It is likely that the classification of TNBC will continue to evolve and we envision the development of treatment-directed classification to also include necessary markers by either genomic or proteomic analysis. Neoadjuvant setting provides a platform for proof of concept studies in this regard. A consensus conference on TNBC definitions, similar to historic efforts in lymphoma and leukemia, should be considered to facilitate subset specific clinical trials.
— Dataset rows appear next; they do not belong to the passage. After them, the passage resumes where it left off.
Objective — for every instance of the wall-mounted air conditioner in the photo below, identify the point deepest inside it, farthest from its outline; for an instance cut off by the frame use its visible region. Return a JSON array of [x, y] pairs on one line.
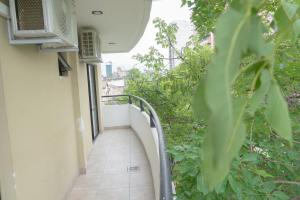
[[89, 46], [50, 23]]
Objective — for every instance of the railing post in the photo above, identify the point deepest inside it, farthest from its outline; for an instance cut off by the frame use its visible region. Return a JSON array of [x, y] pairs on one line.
[[142, 106], [152, 124], [129, 100]]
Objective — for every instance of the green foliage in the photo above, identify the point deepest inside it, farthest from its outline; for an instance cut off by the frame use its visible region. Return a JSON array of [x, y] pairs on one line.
[[240, 32], [246, 101]]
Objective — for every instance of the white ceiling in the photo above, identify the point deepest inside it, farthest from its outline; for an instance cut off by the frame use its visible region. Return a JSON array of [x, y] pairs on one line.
[[123, 21]]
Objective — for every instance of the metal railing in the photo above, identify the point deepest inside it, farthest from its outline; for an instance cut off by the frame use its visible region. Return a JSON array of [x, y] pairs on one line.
[[165, 170]]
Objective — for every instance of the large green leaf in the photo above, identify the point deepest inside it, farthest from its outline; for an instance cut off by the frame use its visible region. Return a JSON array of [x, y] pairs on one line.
[[296, 27], [260, 94], [200, 107], [277, 113], [226, 129], [289, 8]]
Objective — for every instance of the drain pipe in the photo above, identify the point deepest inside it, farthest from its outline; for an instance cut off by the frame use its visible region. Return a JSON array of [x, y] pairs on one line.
[[4, 10]]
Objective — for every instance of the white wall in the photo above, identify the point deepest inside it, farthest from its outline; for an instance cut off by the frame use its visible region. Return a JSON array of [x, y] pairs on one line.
[[116, 116]]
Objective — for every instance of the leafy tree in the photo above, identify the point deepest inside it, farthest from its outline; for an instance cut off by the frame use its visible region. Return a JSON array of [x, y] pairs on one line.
[[246, 99]]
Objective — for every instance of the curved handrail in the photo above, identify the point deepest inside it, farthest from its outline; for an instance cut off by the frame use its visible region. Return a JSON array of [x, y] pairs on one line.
[[165, 176]]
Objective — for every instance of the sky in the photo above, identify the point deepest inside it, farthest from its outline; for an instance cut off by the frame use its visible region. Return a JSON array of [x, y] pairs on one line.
[[159, 7]]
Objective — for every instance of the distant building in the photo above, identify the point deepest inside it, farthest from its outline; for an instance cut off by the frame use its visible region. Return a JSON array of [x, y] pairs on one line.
[[115, 83], [109, 69]]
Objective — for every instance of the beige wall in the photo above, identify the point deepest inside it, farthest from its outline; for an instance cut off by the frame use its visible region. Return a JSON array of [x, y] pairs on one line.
[[40, 126]]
3. Neoadjuvant Chemotherapy for TNBC

While several clinical trials involving traditional chemotherapy, or biologics have recently been launched in an attempt to improve the outcome of patients with TNBC, most neoadjuvant studies have not restricted entry criteria to only patients with TNBC and so the attempt to define treatment standards has required retrospective subset analysis, risking underpowered investigation. Nonetheless a large proportion (41%) of the study population in NSABP protocol B-40 was classified as having TNBC [19]. The goals of this study were to determine if the addition of capecitabine or gemcitabine to docetaxel followed by doxorubicin and cyclophosphamide (AC) would increase pathologic complete response (pCR) rates in patients with palpable and operable HER2-negative disease and also to determine whether the addition of bevacizumab to docetaxel-based regimens followed by AC will increase pCR rates. In the chemotherapy alone arms, the addition of capecitabine or gemcitabine to docetaxel versus docetaxel alone did not increase the pCR rates (29.7% and 31.8%, resp., versus 32.7%; P = 0.69). Similarly, the GeparTrio study reported by Huober et al. showed a pCR rate of 39% in the TNBC patient subset on this trial which sought to determine the effect on pCR of switching neoadjuvant chemotherapy depending on mid-course response [20]. Patients received 2 cycles of docetaxel, doxorubicin, and cyclophosphamide (TAC), followed by either 4 or 6 more cycles of TAC in responders or 4 cycles of TAC versus capecitabine plus vinorelbine in nonresponders. In nonresponders, pCR rates were less than 10% in both treatment groups, suggesting diminished benefits of chemotherapy and lack of benefit for these particular experiment agents.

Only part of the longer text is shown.